TOD-ProcBench exposes significant gaps in current LLM instruction-following within the multi-turn dialogue setting. High compliance in conditional generation does not correlate with equally strong retrieval or violation-detection, indicating limits in tracking long-range, compositional instruction chains—a critical property for robust TOD deployment in real-world environments. Minimal performance variation across formats and languages indicates that future improvements must primarily address the models’ reasoning and grounding abilities rather than superficial formatting or translation robustness.

The benchmark’s formalism and open-source release under the Llama 3.3 Community License facilitate extensibility to new domains and the adoption of interactive, process-driven evaluation pipelines. Future directions outlined include the extension to codified programmatic instruction formats, integration of robust statistical testing, and exploration of retrieval-augmented and end-to-end finetuning strategies for enhanced instruction grounding (Ghazarian et al., 20 Nov 2025).
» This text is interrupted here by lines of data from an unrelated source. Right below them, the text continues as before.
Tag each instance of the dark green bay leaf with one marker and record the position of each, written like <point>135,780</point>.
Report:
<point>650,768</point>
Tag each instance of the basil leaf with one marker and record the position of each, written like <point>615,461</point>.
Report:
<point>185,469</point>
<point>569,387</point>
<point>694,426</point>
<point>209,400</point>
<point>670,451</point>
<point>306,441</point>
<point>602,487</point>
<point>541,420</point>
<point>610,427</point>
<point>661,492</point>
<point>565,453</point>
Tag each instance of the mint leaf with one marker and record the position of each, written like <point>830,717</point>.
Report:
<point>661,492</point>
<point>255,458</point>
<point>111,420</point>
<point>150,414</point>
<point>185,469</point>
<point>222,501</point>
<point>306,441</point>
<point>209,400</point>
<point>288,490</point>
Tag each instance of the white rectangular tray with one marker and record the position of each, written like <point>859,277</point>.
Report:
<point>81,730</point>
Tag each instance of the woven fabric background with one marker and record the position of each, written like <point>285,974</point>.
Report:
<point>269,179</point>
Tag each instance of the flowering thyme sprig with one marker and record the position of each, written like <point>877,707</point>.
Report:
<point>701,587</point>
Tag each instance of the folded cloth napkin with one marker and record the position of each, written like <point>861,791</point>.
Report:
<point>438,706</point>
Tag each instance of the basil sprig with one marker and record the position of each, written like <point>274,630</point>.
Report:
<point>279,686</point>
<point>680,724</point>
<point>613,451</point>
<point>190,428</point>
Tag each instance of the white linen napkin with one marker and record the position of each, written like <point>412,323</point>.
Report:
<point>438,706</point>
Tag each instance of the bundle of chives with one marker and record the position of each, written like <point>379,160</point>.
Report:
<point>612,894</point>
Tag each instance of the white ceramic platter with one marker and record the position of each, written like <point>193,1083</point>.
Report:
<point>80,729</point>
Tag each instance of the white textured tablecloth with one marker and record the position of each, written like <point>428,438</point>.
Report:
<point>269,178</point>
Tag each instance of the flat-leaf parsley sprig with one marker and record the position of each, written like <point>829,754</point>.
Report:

7. Relation to Interactive TOD Evaluation and Benchmark Evolution

The procedural rigor of TOD-ProcBench aligns with recent movements in interactive TOD evaluation, such as frameworks employing user simulators and closed-loop metrics to address policy mismatch and static evaluation limitations (Cheng et al., 2022). By focusing on condition–action hierarchies rather than traditional slot-filling, TOD-ProcBench positions itself as a natural progression from schema-guided or black-box interactive approaches, enabling highly reproducible, extensible, and fine-grained assessment of instruction adherence in TOD systems.

Collectively, TOD-ProcBench provides a foundation for future research on complex instruction-following, facilitating detailed error analysis, robust cross-system comparisons, and methodologically sound progress in task-oriented dialogue modeling.